The security guard, in white shirt and black pants, has now approached the banister. He looks down, listens to Stephan for several seconds and nods his head dismissively to someone unseen from where Stephan is standing.
“What about Goldstein,” shouts a pensioner standing at the foot of the broad staircase below Stephan.
“I met with him, too, with great hope of publishing my seminal work that parodies foreigners in Ukraine, shows them to be the mean-spirited, low, lascivious assholes that they are and always will be…”
“But why did you do that, Stephan?” asks a middle-aged woman in a headscarf and coat at the top of the stairs above Stephan. “I mean: What do you have against foreigners?”
“Well, because I wanted to explore the essence of evil, why these people just show up here and impose themselves on everything, hijack the narrative if not the spotlight for naked self-aggrandizement, adding no value, doing no good…”
“What people,” asks the cleaning woman, who has again appeared near the banister above and apparently posed the question to whomever might be listening to her or Stephan, to whomever might make sense of the unfolding scene; this man making a spectacle of himself, a spectacle not all that uncommon at Puzata Khata, much less Kyiv, except that this man doesn’t look drunk or deranged, and he’s clearly not trying to sell anything.
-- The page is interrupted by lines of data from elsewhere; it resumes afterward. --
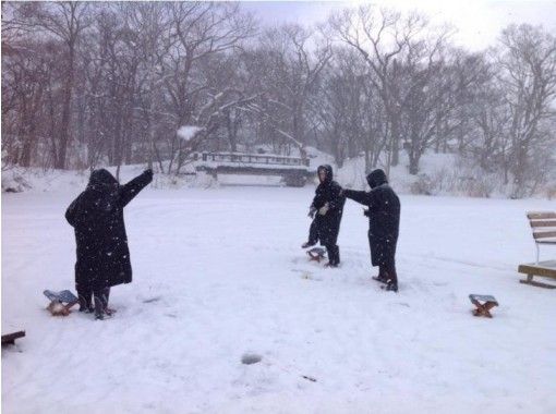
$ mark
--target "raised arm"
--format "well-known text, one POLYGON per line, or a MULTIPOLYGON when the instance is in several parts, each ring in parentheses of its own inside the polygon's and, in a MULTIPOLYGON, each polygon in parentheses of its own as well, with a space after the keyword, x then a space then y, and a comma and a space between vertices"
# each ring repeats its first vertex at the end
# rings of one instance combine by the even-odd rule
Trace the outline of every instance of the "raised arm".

“And what did Goldstein tell you, Stephan? You didn’t get any contract, did you? There won’t be a movie or a book about Ukraine. Did he send you packing and that’s why you are here, standing on the stairwell of this pleasant but unmistakably economy-class eatery in Podil?”
“Goldstein tried to cheat me, that is to say, to get my story idea for nothing…”
“But what does any of this have to do with evil foreigners, for heaven’s sake,” says the woman. My daughter lives in Italy and says it’s just great, better than here, civilized, with clean streets and pensions paid on time.”
“He got taken by that Goldstein is all, as if that’s a surprise to anyone,” says the pensioner below, and then makes a gesture of spitting on the floor of the vestibule but doesn’t actually release any saliva from his mouth.
The guard in black pants and a white shirt then approaches Stephan from the side, carefully reaching his arm around Stephan’s upper back as a prelude to leading him out and onto the street, without causing a stir, hopefully avoiding any aggression on the part of this oddball, this uninvited spokesperson of the Ukrainian people.
Few seem to take any particular notice as Stephan, at once confused and on the verge of an indignation that never quite rises to outright outrage, verbal, much less physical, resistance, descends the grand staircase of Puzata Khata on Podil, through the heavy glass doors of its otherwise welcoming entrance onto the noisy, dust-filled streets, beneath the smooth azure sky of a bright spring morning filled with otherwise cool fresh air.
Filed by Dirk Dickerson, April 3, 2017
* One way of understanding Stephan’s sudden reappearance in Kyiv, Ukraine, from where he had so demonstratively, passionately and, it would seem, irreversibly escaped, is as an instance of pure Camp, very much in the spirit of Susan Sontag’s ‘Notes on “Camp”’, especially Nos. 41-44, inclusive, in her seminal collection of critical essays, “Against Interpretation”.